Note: if you just want a taste of Spark, you can read the code examples in Getting Started with Apache Spark

Option A: Install it locally

Like Hadoop, Spark is meant to be run on a cluster of machines. Nevertheless, you can run Spark on a single machine for learning and testing purposes. There are several steps involved, but I was able to get Spark up and running on my Windows laptop in an hour or so. If things don’t work perfectly for trickier dependencies, you can always try using the virtualization and containering sofware Docker. It allows you to use a completely fresh and standard Linux instance on your Windows or Mac PC (and you could take the same thing you build locally and deploy it easily to the cloud).

Option B: Use AWS EMR (or another cloud computing service)

I really like this option, because it allows you to get practice with another extremely marketable technology, and you don’t have to install a bunch of stuff on your computer. Amazon Web Services (AWS) Elastic MapReduce (EMR) is a web service that allows you to spin up your own Hadoop and Spark clusters using a point and click web interface. This is the way that I started. There are a few steps you have to do first, including signing up for an AWS account and setting up SSH keys to connect to EMR. However, spending a few hours getting started on AWS will help you over and over again if you are trying to learn data science. And you can put EMR on your resume, too. Best of all, there is a limited free tier for first time users.

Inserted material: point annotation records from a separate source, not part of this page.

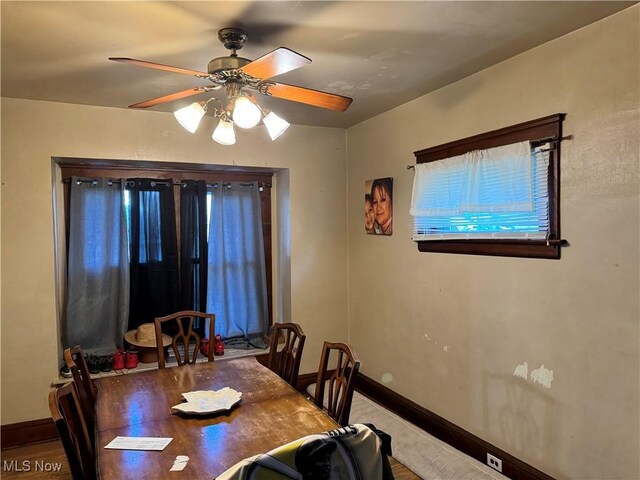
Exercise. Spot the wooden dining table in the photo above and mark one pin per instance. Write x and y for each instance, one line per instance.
(270, 413)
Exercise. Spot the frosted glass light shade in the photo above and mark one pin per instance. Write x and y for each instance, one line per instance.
(275, 125)
(189, 117)
(246, 114)
(224, 134)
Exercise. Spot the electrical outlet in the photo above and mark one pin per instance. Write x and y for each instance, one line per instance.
(494, 462)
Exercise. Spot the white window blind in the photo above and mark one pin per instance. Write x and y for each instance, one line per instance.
(496, 193)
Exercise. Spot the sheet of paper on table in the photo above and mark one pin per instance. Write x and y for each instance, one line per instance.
(139, 443)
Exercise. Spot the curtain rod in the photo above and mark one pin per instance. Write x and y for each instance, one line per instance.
(539, 140)
(166, 182)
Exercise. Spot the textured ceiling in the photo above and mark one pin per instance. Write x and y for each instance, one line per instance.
(382, 54)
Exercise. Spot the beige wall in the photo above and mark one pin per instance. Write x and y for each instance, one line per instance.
(311, 192)
(451, 329)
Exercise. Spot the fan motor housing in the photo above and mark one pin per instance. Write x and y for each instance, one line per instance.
(226, 63)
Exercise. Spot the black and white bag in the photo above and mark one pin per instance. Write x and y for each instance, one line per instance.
(356, 452)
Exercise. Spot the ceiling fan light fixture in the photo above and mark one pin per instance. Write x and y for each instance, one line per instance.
(246, 114)
(189, 117)
(275, 125)
(224, 133)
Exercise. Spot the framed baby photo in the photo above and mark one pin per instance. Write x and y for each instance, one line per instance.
(378, 206)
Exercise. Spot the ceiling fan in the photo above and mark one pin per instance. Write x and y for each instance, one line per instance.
(241, 78)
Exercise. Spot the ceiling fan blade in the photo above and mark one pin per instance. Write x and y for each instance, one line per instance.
(168, 98)
(159, 66)
(308, 96)
(280, 60)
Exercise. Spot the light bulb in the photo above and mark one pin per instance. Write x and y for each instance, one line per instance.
(224, 134)
(275, 125)
(246, 114)
(189, 117)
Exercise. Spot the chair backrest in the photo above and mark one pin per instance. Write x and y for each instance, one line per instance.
(85, 388)
(186, 337)
(72, 429)
(286, 363)
(340, 382)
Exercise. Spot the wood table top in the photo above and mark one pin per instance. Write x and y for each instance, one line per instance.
(271, 413)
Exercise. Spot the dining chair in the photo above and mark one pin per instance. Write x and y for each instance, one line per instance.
(286, 363)
(85, 388)
(339, 383)
(185, 343)
(67, 415)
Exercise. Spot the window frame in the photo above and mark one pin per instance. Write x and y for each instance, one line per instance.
(539, 131)
(178, 172)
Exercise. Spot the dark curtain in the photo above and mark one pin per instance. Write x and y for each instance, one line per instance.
(154, 272)
(193, 246)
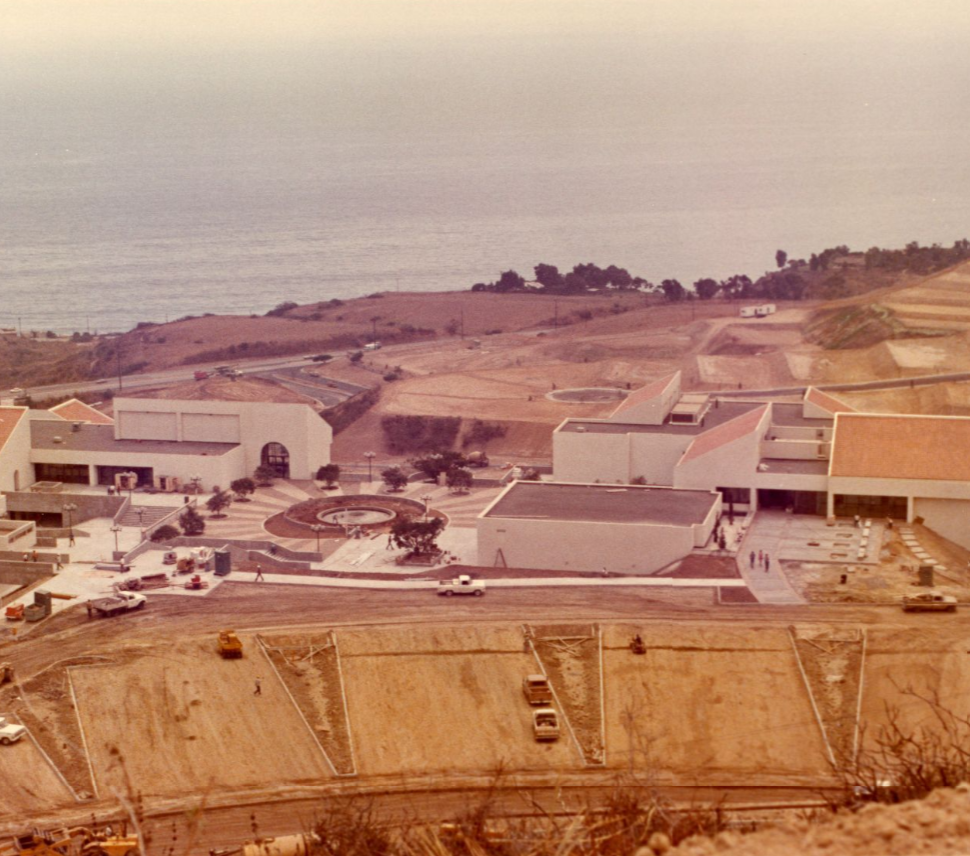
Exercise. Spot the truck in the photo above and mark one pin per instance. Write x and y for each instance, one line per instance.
(537, 690)
(930, 601)
(545, 724)
(463, 584)
(10, 732)
(123, 601)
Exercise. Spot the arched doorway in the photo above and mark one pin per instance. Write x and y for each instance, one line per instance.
(276, 456)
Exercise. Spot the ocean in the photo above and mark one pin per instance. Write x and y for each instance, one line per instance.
(123, 203)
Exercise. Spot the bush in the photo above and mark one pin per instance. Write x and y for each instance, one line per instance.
(191, 522)
(164, 533)
(328, 473)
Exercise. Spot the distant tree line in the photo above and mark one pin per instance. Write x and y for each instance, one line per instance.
(789, 282)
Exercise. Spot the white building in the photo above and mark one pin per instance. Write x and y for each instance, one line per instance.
(218, 441)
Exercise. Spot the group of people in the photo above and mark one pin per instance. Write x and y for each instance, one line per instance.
(763, 559)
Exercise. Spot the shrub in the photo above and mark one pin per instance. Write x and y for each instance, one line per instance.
(164, 533)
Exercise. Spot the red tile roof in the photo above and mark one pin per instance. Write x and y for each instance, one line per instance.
(726, 433)
(826, 401)
(644, 394)
(78, 411)
(9, 419)
(901, 447)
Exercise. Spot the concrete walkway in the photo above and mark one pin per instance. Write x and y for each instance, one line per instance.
(767, 533)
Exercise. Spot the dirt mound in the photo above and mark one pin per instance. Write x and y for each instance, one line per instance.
(937, 825)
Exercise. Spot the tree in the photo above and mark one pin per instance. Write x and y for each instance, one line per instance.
(435, 464)
(419, 537)
(706, 288)
(242, 488)
(459, 480)
(217, 502)
(395, 478)
(264, 475)
(191, 522)
(548, 276)
(673, 290)
(509, 281)
(164, 533)
(328, 473)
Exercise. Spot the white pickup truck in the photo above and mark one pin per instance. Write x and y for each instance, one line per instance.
(10, 733)
(461, 585)
(124, 601)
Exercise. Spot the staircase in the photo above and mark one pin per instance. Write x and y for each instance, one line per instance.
(153, 513)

Resources for learning Spark

I always recommend learning by doing as much as possible. With Spark, there are some good online tutorials to help you get started. But first, it might help to spend an hour learning about how Spark works, so that the tutorials make a little more sense. Another tip: start with things you know, and try to learn one thing at a time. For example, if you already know Hive, try using Spark to query Hive. If you already know Python, use PySpark instead of trying to also learn Scala.

Spark explained

These two links are a good place to start to get a basic understanding of what Spark is.
– The 5-Minute Guide to Understanding the Significance of Apache Spark
– Spark overview from e-book “Mastering Apache Spark”

Tutorials and Examples

Most people learn best by example, so I have included a few good tutorials with plenty of examples.
– Getting Started with Apache Spark: Includes a few nice, simple examples of using Spark (requires an email address to access)
– Quick Start: A very light quick start that you can use after you install Spark on your computer
– Spark Examples: A collection of several useful examples to get the basics of Spark

Conclusion

Spark is the trendiest technology out there for data scientists. And compared to Hadoop, it is not too hard to get started. I highly recommend that you give it a try.

Action steps

Figure out how to run Spark, either locally or in AWS
Spend one hour (but not more than that) reading about Spark’s architecture and its execution model. Don’t worry
if you don’t understand everything right away.
Pick one (and only one) Spark tutorial to try out, and follow every step. This is not the time to get too creative.
Just stay focused and stick to one thing at a time.
Try a simple project of your own. Keep it simple to start with, so you can boost your confidence and motivation.